筆談が全面に主役として扱われるのもなかったこと。これまでのドラマは聴覚障害者=手話であり、筆談は手話を覚えられない難聴者や中途失聴者や・・・のためにという説明がなされがちだったけれど、彼女のように幼少時失聴でも、最近の若い人は子どもの頃に発声や読話を徹底的に学び(彼女の場合、それを結果的に活かさない方法を採ったのだけれど)、ろう者でも必ずしも手話を選ばない、という、同障者には分かっていても世の中にはまだまだ認知されていない、これも一つのスタイルが影響力の大きいテレビを通じて示された。
北川景子(僕は初めて見たのだけれど)の演技も素晴らしく見事だった。

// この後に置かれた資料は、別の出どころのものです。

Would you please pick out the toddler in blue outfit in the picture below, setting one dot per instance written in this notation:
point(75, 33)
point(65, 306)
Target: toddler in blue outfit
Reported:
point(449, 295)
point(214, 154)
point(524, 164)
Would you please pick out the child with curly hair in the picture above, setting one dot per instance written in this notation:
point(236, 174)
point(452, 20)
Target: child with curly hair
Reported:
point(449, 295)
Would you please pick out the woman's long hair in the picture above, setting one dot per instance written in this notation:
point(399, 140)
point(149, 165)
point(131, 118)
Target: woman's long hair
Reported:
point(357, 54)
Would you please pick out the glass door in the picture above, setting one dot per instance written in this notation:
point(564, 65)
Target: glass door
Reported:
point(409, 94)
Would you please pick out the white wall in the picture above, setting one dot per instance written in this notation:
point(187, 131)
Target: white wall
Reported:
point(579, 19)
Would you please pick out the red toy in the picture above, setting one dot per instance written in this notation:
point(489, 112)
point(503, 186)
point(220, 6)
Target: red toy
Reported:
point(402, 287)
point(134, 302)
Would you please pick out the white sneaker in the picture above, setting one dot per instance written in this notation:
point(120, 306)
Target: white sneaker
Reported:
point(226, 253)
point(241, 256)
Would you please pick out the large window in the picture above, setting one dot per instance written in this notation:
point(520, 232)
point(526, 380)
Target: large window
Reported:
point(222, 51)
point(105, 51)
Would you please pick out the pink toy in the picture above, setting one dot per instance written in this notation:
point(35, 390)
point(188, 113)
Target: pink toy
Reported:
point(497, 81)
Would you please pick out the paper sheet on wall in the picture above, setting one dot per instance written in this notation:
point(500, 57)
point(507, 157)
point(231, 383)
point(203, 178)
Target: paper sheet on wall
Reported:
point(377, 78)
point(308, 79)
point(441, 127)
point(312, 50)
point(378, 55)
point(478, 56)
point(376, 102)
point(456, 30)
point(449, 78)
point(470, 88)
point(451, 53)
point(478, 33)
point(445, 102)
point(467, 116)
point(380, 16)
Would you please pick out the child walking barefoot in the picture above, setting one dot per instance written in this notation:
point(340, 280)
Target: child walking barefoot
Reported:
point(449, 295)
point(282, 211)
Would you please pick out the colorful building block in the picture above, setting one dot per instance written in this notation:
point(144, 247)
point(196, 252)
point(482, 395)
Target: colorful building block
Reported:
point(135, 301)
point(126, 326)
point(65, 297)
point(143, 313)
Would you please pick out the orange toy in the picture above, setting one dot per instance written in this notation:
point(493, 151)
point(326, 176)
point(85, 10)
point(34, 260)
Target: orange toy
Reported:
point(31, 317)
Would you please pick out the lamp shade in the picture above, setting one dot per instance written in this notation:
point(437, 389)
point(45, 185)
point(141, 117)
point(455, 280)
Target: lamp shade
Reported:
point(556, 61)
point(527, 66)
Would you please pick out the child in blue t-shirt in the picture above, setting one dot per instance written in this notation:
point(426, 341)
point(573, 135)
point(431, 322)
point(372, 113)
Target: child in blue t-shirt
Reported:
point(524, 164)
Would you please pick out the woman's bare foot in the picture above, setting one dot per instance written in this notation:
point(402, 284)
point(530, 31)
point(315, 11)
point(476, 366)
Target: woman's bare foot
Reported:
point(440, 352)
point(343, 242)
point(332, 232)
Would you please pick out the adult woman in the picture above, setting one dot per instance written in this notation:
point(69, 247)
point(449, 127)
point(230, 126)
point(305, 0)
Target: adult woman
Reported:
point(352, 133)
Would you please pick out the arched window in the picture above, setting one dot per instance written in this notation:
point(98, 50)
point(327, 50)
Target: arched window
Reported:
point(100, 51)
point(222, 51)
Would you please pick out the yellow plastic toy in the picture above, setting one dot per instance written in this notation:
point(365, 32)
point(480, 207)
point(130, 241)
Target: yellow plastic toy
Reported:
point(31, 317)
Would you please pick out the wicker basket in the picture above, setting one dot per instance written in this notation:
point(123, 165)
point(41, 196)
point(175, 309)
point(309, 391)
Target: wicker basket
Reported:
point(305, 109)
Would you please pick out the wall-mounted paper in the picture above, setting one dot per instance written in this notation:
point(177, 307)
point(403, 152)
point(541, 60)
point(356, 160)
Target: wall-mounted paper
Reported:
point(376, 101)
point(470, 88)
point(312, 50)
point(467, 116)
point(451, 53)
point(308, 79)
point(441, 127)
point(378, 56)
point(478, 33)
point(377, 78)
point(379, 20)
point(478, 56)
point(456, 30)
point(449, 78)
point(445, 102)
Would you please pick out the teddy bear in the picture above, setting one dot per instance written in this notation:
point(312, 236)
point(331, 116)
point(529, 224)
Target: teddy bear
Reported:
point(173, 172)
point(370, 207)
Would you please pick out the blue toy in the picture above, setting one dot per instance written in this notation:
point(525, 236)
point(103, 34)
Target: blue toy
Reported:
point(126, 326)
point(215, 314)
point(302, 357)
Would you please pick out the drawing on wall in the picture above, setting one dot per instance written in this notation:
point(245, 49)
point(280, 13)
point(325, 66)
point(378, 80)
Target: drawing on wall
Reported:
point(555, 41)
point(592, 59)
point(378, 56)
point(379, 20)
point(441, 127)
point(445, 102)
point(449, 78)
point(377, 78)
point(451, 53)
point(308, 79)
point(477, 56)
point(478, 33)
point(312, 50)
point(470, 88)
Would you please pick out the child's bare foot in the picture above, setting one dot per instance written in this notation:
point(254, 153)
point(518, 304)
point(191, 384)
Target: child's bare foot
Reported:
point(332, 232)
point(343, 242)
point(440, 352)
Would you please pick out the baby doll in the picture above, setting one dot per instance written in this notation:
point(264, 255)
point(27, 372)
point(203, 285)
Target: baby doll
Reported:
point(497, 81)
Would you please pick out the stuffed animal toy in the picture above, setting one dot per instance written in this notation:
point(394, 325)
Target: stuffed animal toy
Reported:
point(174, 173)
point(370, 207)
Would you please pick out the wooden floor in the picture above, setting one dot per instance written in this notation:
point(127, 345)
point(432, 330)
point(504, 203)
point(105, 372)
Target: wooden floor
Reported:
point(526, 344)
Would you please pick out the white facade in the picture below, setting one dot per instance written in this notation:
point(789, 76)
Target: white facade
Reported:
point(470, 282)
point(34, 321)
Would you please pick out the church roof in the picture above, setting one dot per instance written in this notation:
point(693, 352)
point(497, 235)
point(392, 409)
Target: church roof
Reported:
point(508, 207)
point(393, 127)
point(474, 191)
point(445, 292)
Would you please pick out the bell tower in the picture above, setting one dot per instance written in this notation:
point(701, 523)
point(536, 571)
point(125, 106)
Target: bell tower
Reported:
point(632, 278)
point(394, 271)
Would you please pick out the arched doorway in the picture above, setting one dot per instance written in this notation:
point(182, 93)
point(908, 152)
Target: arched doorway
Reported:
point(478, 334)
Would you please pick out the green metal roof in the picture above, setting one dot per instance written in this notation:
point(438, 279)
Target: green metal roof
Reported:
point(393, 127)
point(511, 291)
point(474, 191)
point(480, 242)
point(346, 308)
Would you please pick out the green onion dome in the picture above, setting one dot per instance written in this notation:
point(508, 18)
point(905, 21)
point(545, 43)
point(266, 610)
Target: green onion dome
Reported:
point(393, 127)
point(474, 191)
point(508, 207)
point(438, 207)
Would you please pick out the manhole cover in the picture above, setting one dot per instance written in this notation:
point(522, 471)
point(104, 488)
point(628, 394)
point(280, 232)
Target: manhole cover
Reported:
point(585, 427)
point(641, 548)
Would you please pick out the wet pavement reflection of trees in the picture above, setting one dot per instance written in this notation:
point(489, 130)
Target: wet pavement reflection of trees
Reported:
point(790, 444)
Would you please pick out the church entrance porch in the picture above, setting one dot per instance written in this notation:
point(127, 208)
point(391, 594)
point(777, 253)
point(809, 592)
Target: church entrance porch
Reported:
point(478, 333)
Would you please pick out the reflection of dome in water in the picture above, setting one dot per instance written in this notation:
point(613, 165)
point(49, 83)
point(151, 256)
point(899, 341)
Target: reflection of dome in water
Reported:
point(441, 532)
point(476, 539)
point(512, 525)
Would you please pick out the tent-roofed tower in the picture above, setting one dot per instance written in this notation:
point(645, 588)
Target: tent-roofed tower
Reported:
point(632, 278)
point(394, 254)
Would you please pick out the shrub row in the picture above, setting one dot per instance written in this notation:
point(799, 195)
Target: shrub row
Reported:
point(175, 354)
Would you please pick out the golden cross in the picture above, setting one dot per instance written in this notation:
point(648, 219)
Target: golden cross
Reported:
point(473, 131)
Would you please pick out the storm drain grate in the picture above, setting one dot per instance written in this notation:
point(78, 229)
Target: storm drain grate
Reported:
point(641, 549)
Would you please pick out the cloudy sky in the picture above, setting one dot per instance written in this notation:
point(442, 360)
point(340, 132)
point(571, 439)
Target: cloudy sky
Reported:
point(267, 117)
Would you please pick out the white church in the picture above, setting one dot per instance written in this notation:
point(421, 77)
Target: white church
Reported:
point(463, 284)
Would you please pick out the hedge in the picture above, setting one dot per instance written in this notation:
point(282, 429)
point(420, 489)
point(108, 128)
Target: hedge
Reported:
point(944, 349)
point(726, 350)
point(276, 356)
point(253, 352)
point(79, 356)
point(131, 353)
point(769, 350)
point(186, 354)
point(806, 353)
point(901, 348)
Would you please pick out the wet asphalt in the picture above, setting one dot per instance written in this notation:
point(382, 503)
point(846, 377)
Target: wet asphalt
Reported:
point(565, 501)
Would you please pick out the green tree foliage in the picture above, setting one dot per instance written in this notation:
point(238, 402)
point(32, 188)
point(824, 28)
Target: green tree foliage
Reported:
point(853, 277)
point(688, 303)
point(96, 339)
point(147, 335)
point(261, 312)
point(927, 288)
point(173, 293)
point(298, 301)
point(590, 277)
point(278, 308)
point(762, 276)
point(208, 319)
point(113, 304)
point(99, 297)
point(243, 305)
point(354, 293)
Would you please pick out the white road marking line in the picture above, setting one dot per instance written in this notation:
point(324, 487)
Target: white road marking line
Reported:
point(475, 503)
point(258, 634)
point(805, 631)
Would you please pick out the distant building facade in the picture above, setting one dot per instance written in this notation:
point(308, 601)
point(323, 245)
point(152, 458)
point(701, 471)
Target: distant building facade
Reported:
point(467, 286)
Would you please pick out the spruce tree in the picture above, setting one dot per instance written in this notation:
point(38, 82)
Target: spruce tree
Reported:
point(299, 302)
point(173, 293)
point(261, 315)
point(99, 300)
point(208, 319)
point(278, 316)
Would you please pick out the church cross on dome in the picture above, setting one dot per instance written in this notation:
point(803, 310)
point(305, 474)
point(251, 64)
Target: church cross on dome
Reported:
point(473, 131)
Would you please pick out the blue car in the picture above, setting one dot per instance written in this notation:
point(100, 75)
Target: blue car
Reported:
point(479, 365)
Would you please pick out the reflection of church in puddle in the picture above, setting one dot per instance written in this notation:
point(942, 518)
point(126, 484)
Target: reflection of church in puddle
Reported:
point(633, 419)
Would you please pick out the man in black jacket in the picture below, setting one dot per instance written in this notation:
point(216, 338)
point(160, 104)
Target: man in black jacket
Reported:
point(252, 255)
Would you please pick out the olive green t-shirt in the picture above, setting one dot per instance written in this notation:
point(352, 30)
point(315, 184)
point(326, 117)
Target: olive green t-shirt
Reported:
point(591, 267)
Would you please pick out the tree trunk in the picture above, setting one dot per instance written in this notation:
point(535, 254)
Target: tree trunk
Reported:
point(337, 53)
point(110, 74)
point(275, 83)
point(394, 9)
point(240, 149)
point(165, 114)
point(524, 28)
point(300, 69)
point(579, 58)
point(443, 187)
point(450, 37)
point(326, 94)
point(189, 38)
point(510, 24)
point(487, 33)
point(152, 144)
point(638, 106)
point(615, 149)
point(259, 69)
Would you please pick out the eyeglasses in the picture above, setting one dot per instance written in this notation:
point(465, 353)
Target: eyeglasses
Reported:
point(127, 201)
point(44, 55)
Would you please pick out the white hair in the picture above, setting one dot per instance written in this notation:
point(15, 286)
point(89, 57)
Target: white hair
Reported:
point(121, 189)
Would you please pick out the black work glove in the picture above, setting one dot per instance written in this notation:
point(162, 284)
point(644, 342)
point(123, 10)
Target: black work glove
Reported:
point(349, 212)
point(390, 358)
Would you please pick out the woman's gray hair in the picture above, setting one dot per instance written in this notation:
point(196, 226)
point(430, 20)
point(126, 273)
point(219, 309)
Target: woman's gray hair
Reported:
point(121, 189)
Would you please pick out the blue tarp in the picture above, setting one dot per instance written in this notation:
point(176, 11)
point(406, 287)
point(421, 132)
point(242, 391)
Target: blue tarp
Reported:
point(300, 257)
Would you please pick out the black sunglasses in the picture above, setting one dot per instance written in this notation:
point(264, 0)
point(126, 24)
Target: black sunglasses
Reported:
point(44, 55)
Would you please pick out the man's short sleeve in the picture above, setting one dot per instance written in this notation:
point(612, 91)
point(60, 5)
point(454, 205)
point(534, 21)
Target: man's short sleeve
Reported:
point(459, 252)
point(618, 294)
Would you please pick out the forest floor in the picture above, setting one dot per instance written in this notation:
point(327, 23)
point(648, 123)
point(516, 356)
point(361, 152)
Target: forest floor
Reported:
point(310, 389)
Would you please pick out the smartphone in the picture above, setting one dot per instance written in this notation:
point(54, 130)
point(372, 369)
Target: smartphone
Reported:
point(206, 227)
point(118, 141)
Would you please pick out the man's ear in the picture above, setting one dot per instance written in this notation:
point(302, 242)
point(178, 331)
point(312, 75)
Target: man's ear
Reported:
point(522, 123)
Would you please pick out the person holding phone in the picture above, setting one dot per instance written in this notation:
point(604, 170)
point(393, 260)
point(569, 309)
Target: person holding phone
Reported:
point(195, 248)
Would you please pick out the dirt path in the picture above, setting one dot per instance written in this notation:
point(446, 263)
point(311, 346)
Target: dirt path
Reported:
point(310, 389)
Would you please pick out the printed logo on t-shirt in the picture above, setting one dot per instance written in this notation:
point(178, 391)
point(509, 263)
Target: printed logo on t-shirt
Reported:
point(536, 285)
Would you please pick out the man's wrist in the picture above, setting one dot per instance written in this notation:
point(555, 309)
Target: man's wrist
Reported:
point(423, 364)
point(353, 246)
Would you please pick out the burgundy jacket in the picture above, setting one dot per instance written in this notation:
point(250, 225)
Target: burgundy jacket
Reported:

かつて「オレンジ・デイズ」という、中途失聴の女性で発声をしない、という不自然なドラマ(柴咲コウ×妻夫木聡)があったけれど、今回のは実話をベースにしている分、よくできていた。
聴覚障害者といっても、補聴器を利用しての音声会話があり、きこえない者の読話があり、完全でなくても発声を試みる難聴者もいるし、ドラマの中ではうまく適合しなかったけれど人工内耳という方法もあり、手話あり筆談あり・・・と、そのどれかひとつが万能でも正解でもない、ということが自然に分かってもらえる時代になりつつある、ということかな。